Community colleges budget for slower recovery from pandemic
Community colleges in the Southern Tier are still struggling to recover financially from the effects of the pandemic. With COVID-relief funds set to expire at the end of the school year, schools are reassessing their budgets.
Nearly all the community colleges within the SUNY system have seen declining enrollment numbers leading up to and during the pandemic.
That includes both Tompkins Cortland Community College (TC3) and SUNY Broome.
TC3's vice president of finance, Bill Talbot, presented a new budget to the Tompkins County Legislature last month.
"On the revenue side, we've had some challenges, core enrollments declined 32% during COVID. Our New York state-based aid funding has significantly been reduced," Talbot said.
And while federal COVID-relief funding has helped bridge the gaps for SUNY's community colleges, that funding expires at the end of this school year.
Talbot said TC3's enrollment had grown slightly this fall, though he cautioned it would take time to build the student body back up to pre-pandemic levels.
Funding from Cortland and Tompkins counties provides about 17% of the revenue for TC3. This year, the contribution from the two counties is set to go down by $152,349, though that decrease primarily affects the budget for capital improvements, not instruction costs.

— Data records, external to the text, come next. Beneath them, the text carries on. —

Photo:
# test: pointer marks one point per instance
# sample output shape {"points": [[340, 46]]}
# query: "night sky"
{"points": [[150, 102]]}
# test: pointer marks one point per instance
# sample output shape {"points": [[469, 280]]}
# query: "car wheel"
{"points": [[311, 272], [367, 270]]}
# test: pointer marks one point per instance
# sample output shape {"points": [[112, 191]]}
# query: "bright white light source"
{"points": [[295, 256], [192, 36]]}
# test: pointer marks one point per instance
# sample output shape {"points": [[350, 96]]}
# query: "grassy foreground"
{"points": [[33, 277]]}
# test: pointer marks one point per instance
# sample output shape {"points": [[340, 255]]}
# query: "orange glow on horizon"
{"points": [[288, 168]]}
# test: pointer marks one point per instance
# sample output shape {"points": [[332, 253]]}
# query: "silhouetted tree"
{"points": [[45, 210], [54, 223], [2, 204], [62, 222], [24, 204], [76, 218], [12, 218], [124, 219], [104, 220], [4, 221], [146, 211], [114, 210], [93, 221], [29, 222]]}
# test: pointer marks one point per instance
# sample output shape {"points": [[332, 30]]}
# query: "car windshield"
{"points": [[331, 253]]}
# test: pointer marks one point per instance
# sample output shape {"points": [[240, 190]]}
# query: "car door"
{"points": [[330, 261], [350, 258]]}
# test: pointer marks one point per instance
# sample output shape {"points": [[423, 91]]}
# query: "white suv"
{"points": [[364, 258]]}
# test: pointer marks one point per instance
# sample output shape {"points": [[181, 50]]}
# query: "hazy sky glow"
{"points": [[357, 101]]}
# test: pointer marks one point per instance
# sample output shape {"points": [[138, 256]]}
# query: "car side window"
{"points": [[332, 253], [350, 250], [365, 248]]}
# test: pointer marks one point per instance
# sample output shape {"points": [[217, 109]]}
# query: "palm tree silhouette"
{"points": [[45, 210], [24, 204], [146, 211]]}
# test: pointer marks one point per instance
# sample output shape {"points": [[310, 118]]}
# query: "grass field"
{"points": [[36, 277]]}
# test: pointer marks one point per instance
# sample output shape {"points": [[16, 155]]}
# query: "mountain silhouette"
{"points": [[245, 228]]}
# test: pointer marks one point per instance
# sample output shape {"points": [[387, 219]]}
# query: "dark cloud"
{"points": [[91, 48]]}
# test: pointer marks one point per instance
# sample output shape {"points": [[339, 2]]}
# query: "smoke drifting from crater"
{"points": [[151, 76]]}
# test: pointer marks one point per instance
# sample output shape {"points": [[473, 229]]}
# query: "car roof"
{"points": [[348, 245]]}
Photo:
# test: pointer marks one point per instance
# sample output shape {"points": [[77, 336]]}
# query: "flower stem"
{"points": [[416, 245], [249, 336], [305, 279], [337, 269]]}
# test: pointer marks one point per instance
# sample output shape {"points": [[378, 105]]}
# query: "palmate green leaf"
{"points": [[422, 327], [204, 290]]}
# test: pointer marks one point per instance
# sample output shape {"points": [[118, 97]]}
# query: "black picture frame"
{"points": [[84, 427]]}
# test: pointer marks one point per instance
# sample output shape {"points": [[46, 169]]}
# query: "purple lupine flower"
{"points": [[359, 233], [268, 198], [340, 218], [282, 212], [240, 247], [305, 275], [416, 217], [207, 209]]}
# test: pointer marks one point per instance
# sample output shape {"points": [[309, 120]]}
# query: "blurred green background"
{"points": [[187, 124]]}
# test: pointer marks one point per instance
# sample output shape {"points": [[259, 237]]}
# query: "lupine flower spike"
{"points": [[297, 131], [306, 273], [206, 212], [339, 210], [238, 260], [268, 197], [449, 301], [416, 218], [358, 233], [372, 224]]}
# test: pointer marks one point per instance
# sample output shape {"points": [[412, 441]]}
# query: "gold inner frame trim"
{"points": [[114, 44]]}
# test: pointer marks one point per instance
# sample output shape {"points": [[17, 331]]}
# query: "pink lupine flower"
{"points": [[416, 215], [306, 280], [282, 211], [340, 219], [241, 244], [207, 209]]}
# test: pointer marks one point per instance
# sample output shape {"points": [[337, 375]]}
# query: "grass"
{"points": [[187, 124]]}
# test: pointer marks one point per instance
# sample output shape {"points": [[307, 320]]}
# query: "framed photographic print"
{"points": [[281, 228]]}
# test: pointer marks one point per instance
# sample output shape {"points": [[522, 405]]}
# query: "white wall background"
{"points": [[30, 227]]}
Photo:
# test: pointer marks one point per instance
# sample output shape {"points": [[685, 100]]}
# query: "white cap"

Talbot said TC3 spends less per student compared to other community colleges, which helps keep the budget balanced.
"TC3 is the is the third lowest cost per [full time student], we average $11,400 per [student] and the average is $14,200 for the remaining community colleges," Talbot said.
Talbot said the limitation comes from the cost of necessary capital improvements to the college's buildings and facilities.
"There are only so many projects that we can take on," Talbot said. "[Tompkins and Cortland counties] do not have deep pockets, neither one of you. So we were more conservative this year."
He said TC3 estimates those costs could total some $40 million over the next ten years, and making those repairs could require some creative workarounds.